Die tragende Melodie in Tom Smiths Gesang wirkt schon nach wenigen Sekunden vereinnahmend. Das neue Album Violence der britischen Indie-Gruppe Editors beginnt ganz ruhig. Die musikalische Untermalung aus Schlagzeug, Bass und Synthesizer hält sich bis zur Hälfte des ersten Tracks „Cold“ im Hintergrund. Dann durchbricht die E-Gitarre die Ruhe, es wird rockiger. Trotzdem steht Smiths charakteristischer Bariton, der teilweise an Leonard Cohen erinnert, stets im Vordergrund. Im nächsten Song „Hallelujah ( So Low)“ ändert sich das: Ein schnittiges Riff aus Synthesizer, Bass und Gitarre unterbricht die Gesangslinien immer wieder und ist so eingängig, das es als Chorus gelten könnte.
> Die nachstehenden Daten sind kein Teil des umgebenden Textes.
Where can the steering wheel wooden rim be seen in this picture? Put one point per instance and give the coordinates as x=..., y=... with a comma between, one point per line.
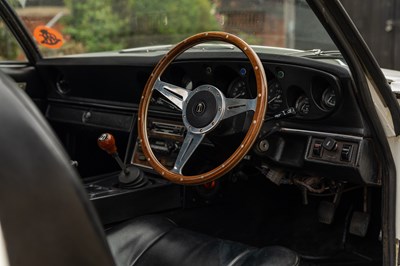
x=253, y=131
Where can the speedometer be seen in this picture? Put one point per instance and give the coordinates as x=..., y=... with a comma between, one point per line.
x=237, y=89
x=275, y=95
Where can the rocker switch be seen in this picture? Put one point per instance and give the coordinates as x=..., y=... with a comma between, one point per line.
x=329, y=144
x=317, y=148
x=347, y=150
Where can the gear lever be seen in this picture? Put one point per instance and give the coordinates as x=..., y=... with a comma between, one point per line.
x=131, y=176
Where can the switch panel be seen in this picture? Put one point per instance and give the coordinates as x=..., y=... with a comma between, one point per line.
x=332, y=150
x=347, y=150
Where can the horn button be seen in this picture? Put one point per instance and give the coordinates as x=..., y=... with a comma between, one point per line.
x=202, y=109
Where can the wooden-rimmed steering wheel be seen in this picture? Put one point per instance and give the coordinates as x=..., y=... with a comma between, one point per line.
x=203, y=109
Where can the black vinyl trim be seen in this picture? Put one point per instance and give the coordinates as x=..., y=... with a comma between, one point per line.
x=359, y=58
x=17, y=28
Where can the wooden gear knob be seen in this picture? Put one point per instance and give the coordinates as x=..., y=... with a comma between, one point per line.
x=106, y=142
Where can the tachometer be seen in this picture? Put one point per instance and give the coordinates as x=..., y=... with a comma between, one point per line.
x=237, y=89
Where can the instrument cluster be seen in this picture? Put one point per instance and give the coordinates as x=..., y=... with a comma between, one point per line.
x=312, y=93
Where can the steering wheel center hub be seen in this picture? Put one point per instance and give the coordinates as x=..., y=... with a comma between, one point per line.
x=203, y=109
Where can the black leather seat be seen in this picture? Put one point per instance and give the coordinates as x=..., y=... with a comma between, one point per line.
x=154, y=240
x=46, y=218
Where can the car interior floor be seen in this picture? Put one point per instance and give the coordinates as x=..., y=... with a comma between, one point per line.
x=252, y=210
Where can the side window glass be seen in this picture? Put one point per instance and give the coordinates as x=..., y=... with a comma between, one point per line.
x=10, y=50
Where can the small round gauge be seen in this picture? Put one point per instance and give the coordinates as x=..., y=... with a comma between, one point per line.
x=187, y=83
x=275, y=95
x=237, y=89
x=302, y=105
x=328, y=100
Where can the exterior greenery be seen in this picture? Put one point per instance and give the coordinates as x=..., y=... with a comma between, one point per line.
x=106, y=25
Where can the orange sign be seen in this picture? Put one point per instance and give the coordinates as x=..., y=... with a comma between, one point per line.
x=48, y=37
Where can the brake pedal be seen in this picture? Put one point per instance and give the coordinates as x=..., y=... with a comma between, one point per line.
x=360, y=220
x=326, y=212
x=326, y=209
x=359, y=223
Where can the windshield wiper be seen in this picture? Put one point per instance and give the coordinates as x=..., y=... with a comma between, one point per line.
x=318, y=53
x=167, y=47
x=147, y=49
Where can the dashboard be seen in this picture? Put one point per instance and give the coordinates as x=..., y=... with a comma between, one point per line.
x=327, y=137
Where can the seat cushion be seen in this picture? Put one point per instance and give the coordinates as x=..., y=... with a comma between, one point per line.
x=155, y=240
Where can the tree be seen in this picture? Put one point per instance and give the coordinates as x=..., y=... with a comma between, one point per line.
x=94, y=24
x=170, y=20
x=102, y=25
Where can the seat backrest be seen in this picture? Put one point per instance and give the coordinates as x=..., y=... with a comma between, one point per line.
x=45, y=215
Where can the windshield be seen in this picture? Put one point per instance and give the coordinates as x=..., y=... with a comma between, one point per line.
x=70, y=27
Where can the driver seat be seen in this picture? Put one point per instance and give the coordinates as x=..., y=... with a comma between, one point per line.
x=47, y=219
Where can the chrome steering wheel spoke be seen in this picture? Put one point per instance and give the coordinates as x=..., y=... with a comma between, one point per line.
x=235, y=106
x=189, y=145
x=173, y=93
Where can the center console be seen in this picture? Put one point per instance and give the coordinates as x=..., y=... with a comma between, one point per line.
x=136, y=189
x=165, y=139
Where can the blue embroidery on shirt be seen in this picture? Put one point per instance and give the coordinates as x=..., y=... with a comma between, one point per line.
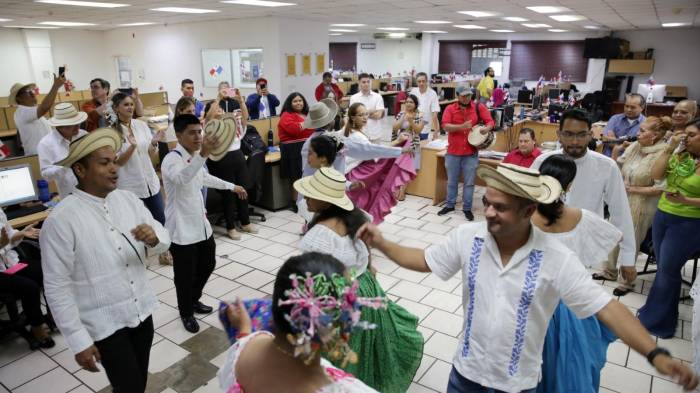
x=528, y=292
x=471, y=284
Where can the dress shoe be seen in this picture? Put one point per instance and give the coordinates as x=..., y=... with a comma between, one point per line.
x=201, y=308
x=191, y=324
x=445, y=210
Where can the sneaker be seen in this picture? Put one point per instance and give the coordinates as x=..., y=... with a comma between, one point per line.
x=445, y=210
x=249, y=228
x=234, y=234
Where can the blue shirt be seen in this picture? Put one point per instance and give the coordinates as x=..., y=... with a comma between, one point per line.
x=621, y=127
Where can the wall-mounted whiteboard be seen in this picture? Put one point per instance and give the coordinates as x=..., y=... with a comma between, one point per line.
x=216, y=67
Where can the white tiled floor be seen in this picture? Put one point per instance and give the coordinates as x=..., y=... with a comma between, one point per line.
x=246, y=269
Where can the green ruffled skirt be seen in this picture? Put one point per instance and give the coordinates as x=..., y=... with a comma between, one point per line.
x=389, y=355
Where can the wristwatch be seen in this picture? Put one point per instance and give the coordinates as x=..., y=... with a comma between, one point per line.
x=655, y=352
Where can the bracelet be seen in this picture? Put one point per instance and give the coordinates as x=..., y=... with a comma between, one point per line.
x=655, y=352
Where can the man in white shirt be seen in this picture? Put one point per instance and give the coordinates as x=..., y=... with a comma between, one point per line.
x=513, y=278
x=429, y=104
x=94, y=246
x=374, y=103
x=598, y=182
x=29, y=116
x=54, y=146
x=193, y=247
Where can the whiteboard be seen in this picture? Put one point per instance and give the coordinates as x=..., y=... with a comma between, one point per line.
x=216, y=67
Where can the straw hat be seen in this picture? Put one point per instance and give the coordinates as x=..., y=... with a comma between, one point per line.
x=321, y=114
x=225, y=131
x=85, y=145
x=12, y=98
x=327, y=185
x=65, y=114
x=520, y=181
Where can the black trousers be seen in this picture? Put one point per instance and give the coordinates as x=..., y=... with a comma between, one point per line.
x=25, y=285
x=192, y=264
x=125, y=357
x=232, y=168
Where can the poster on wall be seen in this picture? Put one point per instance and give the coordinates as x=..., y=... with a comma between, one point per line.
x=250, y=66
x=306, y=64
x=320, y=63
x=216, y=66
x=291, y=65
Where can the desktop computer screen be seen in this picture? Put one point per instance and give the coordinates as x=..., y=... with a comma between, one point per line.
x=16, y=185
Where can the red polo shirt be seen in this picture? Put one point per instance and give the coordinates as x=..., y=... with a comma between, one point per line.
x=517, y=158
x=457, y=140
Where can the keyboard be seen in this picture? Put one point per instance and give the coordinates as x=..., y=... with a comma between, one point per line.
x=22, y=211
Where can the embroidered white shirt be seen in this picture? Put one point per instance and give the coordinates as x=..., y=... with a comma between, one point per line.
x=507, y=309
x=371, y=101
x=52, y=149
x=183, y=179
x=598, y=182
x=137, y=174
x=94, y=270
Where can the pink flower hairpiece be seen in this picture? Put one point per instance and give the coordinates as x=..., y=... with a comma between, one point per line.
x=324, y=312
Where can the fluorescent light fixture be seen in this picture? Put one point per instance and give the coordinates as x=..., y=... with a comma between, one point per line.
x=82, y=3
x=184, y=10
x=67, y=24
x=31, y=27
x=469, y=27
x=567, y=18
x=478, y=14
x=137, y=24
x=515, y=19
x=675, y=24
x=261, y=3
x=433, y=22
x=546, y=9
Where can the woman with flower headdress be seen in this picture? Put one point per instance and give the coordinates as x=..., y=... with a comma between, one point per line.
x=391, y=353
x=314, y=306
x=574, y=349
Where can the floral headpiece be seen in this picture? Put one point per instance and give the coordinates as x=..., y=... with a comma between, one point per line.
x=324, y=312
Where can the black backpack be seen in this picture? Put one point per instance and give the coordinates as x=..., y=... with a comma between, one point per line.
x=252, y=142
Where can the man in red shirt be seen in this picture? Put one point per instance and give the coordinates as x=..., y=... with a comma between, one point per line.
x=328, y=89
x=527, y=150
x=462, y=158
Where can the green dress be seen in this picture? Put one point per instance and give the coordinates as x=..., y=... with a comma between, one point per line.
x=389, y=355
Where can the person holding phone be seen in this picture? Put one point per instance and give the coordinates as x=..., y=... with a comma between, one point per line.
x=262, y=104
x=675, y=229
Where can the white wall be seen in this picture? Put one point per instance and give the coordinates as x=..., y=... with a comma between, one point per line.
x=676, y=56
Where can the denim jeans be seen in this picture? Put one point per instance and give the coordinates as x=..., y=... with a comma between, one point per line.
x=458, y=384
x=675, y=240
x=466, y=166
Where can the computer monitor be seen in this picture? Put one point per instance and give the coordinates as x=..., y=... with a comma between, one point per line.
x=554, y=94
x=17, y=185
x=525, y=96
x=658, y=91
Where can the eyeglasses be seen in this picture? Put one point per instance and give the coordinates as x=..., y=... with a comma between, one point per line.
x=575, y=135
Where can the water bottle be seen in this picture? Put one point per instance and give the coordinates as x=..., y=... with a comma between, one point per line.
x=44, y=194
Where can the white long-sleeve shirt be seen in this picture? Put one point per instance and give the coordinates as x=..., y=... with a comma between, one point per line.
x=94, y=270
x=598, y=182
x=51, y=149
x=185, y=212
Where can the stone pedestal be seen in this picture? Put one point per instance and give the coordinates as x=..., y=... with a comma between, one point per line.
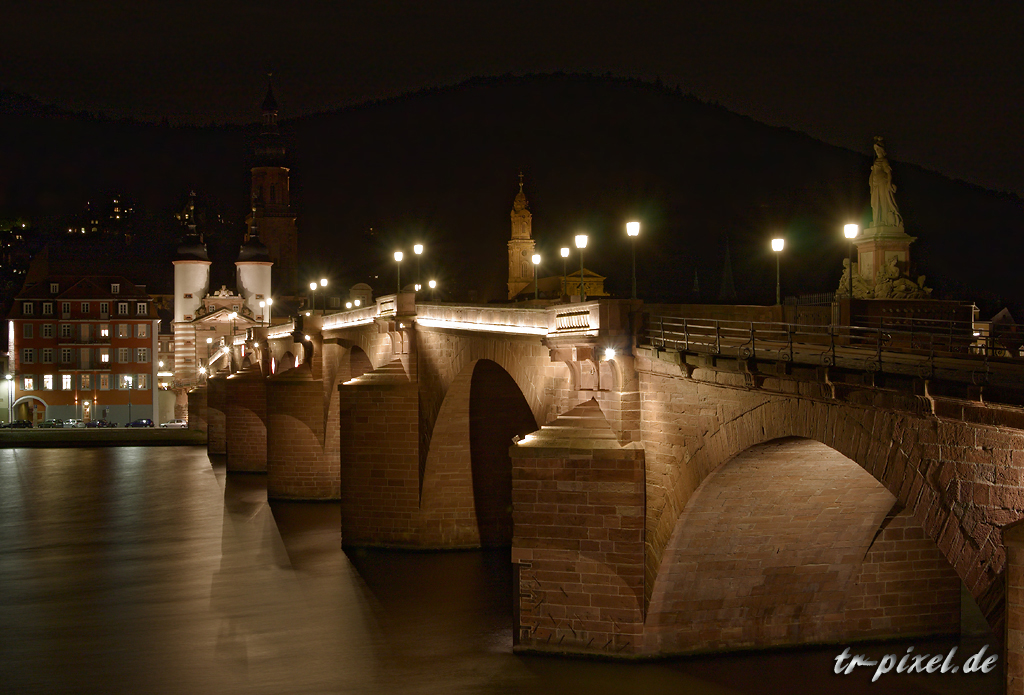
x=216, y=401
x=245, y=417
x=296, y=465
x=578, y=507
x=197, y=409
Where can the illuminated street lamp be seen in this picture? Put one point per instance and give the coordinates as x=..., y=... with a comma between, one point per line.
x=777, y=246
x=537, y=275
x=565, y=281
x=581, y=241
x=418, y=250
x=851, y=231
x=633, y=229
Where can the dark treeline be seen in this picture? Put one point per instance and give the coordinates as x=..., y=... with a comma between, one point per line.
x=440, y=166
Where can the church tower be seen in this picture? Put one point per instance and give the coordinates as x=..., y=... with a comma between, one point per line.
x=272, y=217
x=521, y=245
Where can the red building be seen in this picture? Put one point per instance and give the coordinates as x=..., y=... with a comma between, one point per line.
x=84, y=347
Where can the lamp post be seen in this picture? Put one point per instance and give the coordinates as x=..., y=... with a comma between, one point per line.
x=776, y=246
x=581, y=241
x=537, y=275
x=418, y=250
x=633, y=229
x=564, y=251
x=851, y=231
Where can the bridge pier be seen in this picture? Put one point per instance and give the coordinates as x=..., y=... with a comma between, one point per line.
x=578, y=500
x=216, y=403
x=298, y=466
x=245, y=422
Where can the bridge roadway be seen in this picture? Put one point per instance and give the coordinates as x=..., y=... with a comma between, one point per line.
x=626, y=481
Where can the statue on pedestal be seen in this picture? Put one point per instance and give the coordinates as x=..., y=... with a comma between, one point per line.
x=884, y=210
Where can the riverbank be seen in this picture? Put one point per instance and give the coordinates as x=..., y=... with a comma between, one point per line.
x=74, y=437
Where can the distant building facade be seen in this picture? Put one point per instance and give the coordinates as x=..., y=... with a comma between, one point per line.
x=83, y=347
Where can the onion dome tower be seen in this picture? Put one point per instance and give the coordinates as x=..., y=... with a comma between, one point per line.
x=521, y=245
x=271, y=199
x=192, y=268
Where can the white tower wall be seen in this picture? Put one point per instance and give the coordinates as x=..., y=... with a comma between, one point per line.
x=190, y=277
x=253, y=281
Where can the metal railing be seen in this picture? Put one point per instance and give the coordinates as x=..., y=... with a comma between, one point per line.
x=903, y=345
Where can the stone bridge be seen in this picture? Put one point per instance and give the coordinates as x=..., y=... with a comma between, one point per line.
x=663, y=492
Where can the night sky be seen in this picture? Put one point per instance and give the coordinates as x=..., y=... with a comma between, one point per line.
x=943, y=82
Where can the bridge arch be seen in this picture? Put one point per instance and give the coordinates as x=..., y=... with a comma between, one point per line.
x=792, y=543
x=897, y=448
x=466, y=491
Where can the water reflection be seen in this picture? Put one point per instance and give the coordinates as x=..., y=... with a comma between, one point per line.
x=148, y=570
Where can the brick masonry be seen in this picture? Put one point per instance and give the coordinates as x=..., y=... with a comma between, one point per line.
x=245, y=422
x=791, y=543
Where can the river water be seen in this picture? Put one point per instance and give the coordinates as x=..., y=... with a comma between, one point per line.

„Violence“ ist das inzwischen sechste Album der Editors. Auf ihm präsentieren die Musiker eine abwechslungsreiche Mischung aus Stilen. Darunter finden sich Electro-Hymnen wie der Titelsong „Violence“ oder gesangsfokussierte Lieder wie der beschriebene Song „Cold“. Seit ihrer ersten Veröffentlichung 2005 experimentierte die Band über die Jahre immer mehr mit neuen elektronischen Einflüssen. Die neue Ausrichtung führte zu Unstimmigkeiten in der Gruppe – Gitarrist Chris Urbanowicz stieg 2012 schweren Herzens aus, weil er sich die zukünftigen Alben anders vorstellte. Urbanowicz lebt heute in New York und betrachtet das Musikmachen als Produzent nun aus einer anderen Perspektive.

Seitdem hat die Band mit neuer Besetzung nun insgesamt drei Albem auf den Markt gebracht. Mit Violence scheint es, als ob die Editors eine neue musikalische Balance gefunden haben. Die Musik ist nicht mehr überwiegend elektronisch und die typischen Bandinstrumente Gitarre, Bass und Schlagzeug laufen nie Gefahr zu kurz zu kommen. Obwohl Synthesizer in jedem Song auftauchen, geraten sie nicht dominant, sondern reichern die Arrangements mit interessanten Elementen wie einem geheimnisvollen Rauschen im Titelsong an. Besonders schön ist „No Sound but the Wind“ – der Song erinnert mit seinem Fokus auf Smiths Stimme und einem feinfühligem Klavier im Hintergrund an die Anfangszeiten der Editors. Was damals schon klar war und hier wieder durchkommt: die Stärke der Band bleibt immer noch der großartige Gesang des Frontmanns.